I often hear criminal attorneys say that they always have a good chance to win state criminal cases, but they are almost never able to win in federal criminal cases. The idea seems to be that federal agencies spend a lot more time and effort preparing and gathering evidence against the accused than do state officials. I have found that this logic is also applicable in the non-criminal tax arena as well. Case in point: Hanson vs. Texas Department of Revenue.
Facts & Procedural On Hanson’s Case
Hanson was the president of Internet Commerce and Communication Corporation (ICC). The State of Texas had assessed delinquent withholding taxes against ICC for failure to pay $43 thousand dollars in Texas taxes. ICC filed for bankruptcy and there were not enough assets in the bankruptcy estate to satisfy the Texas tax. The State of Texas then imposed a penalty on Hanson equal to 150% of the delinquent taxes of ICC.
The applicable Texas statute reads as follows:
[With an exception not relevant here] any director or officer of a corporation … in the process of dissolution or which has been dissolved who distributes the … fund in his control without having first paid any taxes covered by this article due from such … corporation … shall be personally liable to the extent of the property so distributed for any unpaid taxes of the … corporation … covered by this article which may be assessed within the [statutory time limits].
C.R.S. § 39-21-116(2) (2005).
In addition to the personal liability provided in section 39-21-116, all officers of a corporation … required to collect, account for, and pay over any tax administered by this article who willfully fail to collect, account for, or pay over such tax or who willfully attempt in any manner to evade or defeat any such tax, or the payment thereof, are subject to, in addition to other penalties provided by law, a penalty equal to one hundred fifty percent of the total amount of the tax not collected, accounted for, paid over, or otherwise evaded. An officer of a corporation … shall be deemed to be subject to this section if the corporation … is subject to filing returns or paying taxes administered by this article and if such officers of corporations … voluntarily or at the direction of their superiors assume the duties or responsibilities of complying with the provisions of any tax administered by this article on behalf of the corporation….
C.R.S. §39-21-116.5 (2005).
It was the State of Texas’s position that this penalty could be imposed on any corporate officer regardless of whether the officer was responsible for or had the ability to ensure that the tax payments were timely remitted.
The court ruled that, as outlined in the statute, the penalty only applies to offers who are responsible for tax compliance and who willfully fail to collect, account for and pay over the tax.

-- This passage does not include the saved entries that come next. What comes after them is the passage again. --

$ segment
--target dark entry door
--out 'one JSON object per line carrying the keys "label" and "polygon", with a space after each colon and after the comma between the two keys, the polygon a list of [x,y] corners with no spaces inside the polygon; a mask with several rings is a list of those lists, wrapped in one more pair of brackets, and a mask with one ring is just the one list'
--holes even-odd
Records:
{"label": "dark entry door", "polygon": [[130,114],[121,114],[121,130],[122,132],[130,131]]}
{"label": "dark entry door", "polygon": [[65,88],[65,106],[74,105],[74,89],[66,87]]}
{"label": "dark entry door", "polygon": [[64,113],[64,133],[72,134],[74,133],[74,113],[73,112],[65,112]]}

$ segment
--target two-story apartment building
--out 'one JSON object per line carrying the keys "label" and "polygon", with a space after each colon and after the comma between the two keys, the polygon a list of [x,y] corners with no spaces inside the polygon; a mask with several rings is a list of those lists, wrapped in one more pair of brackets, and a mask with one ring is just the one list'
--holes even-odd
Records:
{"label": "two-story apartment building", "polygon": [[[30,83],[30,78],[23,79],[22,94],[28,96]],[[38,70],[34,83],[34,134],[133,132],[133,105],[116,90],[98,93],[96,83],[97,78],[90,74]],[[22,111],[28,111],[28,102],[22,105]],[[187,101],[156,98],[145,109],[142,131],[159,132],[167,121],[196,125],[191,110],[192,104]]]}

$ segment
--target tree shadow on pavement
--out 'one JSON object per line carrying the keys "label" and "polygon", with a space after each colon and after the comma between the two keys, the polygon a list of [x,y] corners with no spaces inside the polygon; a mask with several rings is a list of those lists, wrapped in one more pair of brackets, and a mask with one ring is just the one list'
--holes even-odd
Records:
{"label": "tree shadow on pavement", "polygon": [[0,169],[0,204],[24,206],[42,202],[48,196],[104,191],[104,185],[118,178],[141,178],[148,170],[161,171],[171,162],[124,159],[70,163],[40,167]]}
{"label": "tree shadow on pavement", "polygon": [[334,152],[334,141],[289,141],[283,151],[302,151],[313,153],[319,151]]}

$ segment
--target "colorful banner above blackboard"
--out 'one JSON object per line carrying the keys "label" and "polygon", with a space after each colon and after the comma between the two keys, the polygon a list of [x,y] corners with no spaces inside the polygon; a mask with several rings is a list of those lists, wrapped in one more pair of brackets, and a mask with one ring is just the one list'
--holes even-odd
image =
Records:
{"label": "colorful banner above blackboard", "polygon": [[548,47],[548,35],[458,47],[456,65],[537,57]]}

Hanson was lucky in that the State of Texas did not adequately prepare their case for court, as they failed to present any evidence as to what Hanson’s role was as president of ICC. It appears that the State of Texas merely relied on the fact that Hanson was the president of the corporation to support their case that he was responsible for ICC’s tax compliance.
The result would have been the same under the federal rules, because the law is clear that the equivalent penalty at the federal level is only to be imposed on “responsible persons” (the Section 6672 trust fund recovery penalty is the equivalent penalty at the federal level).
What is different is that the IRS attorney would have at least been prepared to put on their case in court. I am not aware of a single case where the IRS attorney failed to prepare a trust fund recovery penalty case such that they put on no evidence of the taxpayer’s role in the corporation.
That is not to say that IRS attorneys do no lose cases, as they do. It is just to say that they typically do not lose for want of putting on basic evidence in support of their position.